Plusieurs travailleurs de deuxième catégorie se sont arrêtés pour parler aux militants. Ils partageaient entièrement la critique contre Unifor et étaient très intéressés par ce que l'UAW allait négocier comme convention dans les prochains mois aux États-Unis. Ils étaient très préoccupés par ce que des concessions supplémentaires de l'UAW signifieraient pour leurs conditions de travail, qu'ils décrivent déjà comme terribles. Des travailleurs ont demandé à un militant de leur donner plus de tracts pour les distribuer à leurs collègues de travail.
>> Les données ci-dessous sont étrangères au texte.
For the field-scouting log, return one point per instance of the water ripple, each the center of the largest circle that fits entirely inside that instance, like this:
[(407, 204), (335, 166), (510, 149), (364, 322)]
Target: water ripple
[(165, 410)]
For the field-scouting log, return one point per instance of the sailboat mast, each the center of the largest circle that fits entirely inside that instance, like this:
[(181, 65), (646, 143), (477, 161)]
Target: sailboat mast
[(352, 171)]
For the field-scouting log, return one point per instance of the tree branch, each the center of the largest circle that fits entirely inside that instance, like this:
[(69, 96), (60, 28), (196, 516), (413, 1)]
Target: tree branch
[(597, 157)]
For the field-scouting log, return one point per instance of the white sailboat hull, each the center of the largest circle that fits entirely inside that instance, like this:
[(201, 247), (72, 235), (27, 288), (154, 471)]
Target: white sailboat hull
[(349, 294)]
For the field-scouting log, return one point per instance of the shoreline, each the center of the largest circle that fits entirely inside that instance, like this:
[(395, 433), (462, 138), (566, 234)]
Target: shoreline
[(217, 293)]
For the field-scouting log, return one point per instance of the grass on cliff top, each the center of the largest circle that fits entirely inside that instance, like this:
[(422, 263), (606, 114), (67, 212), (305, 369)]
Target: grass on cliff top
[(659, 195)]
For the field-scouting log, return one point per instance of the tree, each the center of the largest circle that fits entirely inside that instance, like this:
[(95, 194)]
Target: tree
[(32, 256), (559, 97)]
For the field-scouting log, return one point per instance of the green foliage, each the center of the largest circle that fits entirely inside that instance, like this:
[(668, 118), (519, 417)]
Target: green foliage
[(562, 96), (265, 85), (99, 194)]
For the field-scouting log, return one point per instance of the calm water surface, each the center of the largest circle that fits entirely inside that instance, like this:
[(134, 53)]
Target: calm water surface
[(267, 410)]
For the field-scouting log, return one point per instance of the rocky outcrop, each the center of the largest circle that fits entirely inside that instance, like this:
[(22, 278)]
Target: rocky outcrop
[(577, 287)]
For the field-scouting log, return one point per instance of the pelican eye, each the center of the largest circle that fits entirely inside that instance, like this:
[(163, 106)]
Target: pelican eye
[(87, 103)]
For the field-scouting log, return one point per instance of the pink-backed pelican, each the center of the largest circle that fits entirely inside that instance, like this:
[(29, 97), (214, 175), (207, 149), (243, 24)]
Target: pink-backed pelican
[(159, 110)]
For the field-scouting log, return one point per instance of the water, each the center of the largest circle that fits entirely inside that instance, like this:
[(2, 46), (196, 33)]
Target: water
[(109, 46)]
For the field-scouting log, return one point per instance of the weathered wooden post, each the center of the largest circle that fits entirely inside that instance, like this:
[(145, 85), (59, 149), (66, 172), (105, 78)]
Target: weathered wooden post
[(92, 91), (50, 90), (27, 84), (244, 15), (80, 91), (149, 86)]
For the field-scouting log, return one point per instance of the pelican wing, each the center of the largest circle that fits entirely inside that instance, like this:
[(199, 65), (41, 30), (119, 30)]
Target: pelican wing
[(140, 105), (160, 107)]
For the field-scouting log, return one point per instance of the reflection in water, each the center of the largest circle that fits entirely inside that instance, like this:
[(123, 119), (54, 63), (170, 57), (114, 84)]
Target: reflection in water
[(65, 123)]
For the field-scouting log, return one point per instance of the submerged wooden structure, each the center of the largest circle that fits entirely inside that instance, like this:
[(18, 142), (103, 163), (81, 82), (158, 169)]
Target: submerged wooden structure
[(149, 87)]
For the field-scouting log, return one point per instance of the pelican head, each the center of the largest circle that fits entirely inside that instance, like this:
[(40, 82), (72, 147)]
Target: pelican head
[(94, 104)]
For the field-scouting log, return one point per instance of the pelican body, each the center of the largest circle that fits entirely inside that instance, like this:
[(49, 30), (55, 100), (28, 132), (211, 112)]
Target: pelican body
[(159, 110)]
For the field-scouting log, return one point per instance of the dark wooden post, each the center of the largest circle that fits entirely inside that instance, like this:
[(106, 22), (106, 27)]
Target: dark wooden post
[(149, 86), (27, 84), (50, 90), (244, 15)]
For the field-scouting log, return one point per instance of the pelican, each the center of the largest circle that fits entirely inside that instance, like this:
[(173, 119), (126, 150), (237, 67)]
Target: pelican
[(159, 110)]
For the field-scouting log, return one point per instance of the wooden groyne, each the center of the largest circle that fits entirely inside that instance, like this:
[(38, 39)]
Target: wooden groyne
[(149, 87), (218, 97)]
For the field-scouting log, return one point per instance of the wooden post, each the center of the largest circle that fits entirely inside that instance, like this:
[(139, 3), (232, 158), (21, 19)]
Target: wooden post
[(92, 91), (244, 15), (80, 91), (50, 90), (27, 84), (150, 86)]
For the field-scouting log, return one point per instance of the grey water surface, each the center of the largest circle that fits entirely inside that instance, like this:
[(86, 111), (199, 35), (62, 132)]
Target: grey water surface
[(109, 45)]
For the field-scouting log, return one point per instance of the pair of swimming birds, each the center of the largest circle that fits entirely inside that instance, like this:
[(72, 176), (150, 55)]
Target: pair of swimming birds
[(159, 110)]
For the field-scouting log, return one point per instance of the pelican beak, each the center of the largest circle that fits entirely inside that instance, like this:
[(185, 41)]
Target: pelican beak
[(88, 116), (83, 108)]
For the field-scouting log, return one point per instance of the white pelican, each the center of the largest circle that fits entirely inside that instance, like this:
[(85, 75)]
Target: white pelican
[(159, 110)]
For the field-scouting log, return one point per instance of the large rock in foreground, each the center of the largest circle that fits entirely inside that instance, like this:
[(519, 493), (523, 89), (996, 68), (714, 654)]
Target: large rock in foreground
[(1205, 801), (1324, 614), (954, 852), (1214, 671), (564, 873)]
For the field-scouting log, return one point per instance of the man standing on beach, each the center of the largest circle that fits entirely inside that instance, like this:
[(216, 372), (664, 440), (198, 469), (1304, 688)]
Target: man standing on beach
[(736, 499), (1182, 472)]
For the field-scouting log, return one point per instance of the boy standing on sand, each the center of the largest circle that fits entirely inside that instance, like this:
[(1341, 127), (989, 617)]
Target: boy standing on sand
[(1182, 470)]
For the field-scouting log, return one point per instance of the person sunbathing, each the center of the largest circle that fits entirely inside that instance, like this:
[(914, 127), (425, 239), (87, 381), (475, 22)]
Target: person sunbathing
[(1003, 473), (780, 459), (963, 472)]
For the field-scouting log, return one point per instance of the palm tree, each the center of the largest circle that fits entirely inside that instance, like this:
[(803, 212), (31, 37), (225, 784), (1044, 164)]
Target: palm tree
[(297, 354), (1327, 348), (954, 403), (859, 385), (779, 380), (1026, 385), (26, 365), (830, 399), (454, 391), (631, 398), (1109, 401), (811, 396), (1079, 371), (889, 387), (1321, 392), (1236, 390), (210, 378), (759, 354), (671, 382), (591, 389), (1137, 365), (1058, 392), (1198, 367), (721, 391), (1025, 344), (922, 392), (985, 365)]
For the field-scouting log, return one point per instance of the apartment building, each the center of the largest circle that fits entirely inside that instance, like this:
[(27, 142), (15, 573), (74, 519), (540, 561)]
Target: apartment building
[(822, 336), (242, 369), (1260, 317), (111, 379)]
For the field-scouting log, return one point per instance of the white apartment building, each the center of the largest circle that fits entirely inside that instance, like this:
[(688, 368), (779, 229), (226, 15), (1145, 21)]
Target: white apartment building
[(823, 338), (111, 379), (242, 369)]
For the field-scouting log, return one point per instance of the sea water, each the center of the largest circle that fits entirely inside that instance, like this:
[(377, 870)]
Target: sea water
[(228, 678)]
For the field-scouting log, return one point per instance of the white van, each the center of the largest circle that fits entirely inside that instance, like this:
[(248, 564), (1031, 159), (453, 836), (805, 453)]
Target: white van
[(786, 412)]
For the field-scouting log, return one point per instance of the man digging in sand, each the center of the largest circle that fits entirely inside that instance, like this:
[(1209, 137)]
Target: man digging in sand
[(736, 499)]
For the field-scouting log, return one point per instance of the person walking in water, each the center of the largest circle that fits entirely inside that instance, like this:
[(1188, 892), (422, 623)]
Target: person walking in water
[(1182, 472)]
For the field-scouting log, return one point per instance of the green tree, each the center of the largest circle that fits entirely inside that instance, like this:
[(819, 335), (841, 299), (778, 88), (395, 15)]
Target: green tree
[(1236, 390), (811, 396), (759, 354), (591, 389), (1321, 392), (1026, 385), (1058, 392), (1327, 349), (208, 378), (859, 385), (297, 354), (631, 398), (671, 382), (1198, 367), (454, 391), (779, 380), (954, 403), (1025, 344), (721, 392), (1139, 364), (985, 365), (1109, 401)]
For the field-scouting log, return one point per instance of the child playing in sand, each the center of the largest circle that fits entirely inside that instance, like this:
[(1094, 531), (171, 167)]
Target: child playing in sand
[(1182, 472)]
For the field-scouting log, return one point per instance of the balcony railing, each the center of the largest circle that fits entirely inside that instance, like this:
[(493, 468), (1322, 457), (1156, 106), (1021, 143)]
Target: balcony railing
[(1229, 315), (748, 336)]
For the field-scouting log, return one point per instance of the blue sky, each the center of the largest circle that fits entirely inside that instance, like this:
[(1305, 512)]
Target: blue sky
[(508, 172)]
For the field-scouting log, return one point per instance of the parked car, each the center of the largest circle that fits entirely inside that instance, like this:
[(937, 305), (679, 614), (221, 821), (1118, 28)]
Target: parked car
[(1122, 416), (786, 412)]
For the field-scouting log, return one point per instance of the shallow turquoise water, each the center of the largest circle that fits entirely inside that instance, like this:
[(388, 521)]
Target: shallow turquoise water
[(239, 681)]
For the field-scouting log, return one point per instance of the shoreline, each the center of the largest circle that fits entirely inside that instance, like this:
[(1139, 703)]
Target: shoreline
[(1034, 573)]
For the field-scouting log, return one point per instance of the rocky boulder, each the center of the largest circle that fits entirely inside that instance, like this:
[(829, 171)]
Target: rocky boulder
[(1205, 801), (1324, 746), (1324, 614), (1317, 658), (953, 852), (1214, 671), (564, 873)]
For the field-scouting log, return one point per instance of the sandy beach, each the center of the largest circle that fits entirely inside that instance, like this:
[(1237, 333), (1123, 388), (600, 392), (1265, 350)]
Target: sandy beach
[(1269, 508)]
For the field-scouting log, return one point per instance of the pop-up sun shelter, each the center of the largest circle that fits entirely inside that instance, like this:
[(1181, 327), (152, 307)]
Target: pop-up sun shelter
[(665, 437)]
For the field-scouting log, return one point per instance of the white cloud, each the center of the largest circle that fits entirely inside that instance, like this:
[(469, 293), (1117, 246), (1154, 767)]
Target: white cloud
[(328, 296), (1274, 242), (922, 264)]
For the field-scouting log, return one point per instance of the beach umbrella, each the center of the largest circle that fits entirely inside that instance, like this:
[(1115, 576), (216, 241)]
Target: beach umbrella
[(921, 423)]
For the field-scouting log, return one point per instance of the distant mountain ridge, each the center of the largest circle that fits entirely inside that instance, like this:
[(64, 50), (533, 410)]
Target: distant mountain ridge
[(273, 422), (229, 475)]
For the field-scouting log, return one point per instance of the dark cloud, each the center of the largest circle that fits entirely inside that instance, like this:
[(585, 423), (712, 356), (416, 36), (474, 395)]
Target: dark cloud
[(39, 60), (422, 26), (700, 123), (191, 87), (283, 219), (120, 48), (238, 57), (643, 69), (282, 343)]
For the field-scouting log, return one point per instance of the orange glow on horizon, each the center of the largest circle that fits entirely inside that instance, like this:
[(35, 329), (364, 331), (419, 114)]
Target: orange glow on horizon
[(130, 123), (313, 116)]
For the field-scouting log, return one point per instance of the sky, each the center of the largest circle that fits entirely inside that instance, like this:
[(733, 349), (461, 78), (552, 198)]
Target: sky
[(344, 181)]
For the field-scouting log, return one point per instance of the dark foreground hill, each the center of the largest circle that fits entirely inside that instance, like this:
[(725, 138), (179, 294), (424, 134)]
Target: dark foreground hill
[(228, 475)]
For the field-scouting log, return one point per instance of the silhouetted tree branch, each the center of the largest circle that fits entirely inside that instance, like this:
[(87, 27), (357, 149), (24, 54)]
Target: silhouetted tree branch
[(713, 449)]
Un agent de sécurité a été envoyé pour menacer les militants d'arrestation s'ils ne quittaient pas les terrains de l'entreprise. Après que les militants se sont rendus à un arrêt de bus où les travailleurs attendaient – beaucoup de travailleurs de deuxième catégorie ont des salaires si bas qu'ils ne peuvent s'acheter de voiture – l'agent de sécurité est revenu à la charge pour leur dire que les tracts ne pouvaient pas plus être distribués là.

C'est à ce moment qu'un jeune travailleur est venu vers un militant en disant, «Donnez-m’en une pile, moi je vais les distribuer!» Un jeune employé dans l'un des magasins de détail près de l'usine a parlé avec le WSWS sur ce que cela signifierait pour les 524000 résidents de Brampton si jamais l'usine fermait. «Une grande partie des résidents du secteur sont des travailleurs de Chrysler, a-t-il dit. Ce sont eux qui soutiennent les commerces. Quand ils quittent leur quart de travail, ils s'arrêtent et viennent acheter des articles ici. Un des propriétaires dit qu'il fait pour 4 000 $ par jour seulement en cigarettes.

«Vous pouvez voir ce qui se passe quand ils ferment les usines. Detroit est mort. Il ne reste plus que 20 pour cent de la ville à Detroit. Ces gars-là restent en affaires en saignant les travailleurs qui ont bâti les entreprises.»

Il a également déclaré que les syndicats sont loin d'unir les travailleurs, mais plutôt qu'«ils les divisent. Ils s'en moquent. Tout ce qui compte, c'est l'argent. Là où c'est le moins cher, c'est là où ils vont mettre l'usine. Donnez-leur dix ans et tout sera automatisé. Il n'y aura plus que quelques centaines de gars là-dedans.»

Commentant ce que vit la jeune génération, il a dit : «Ça va être plus difficile pour nous, ça c'est sûr.»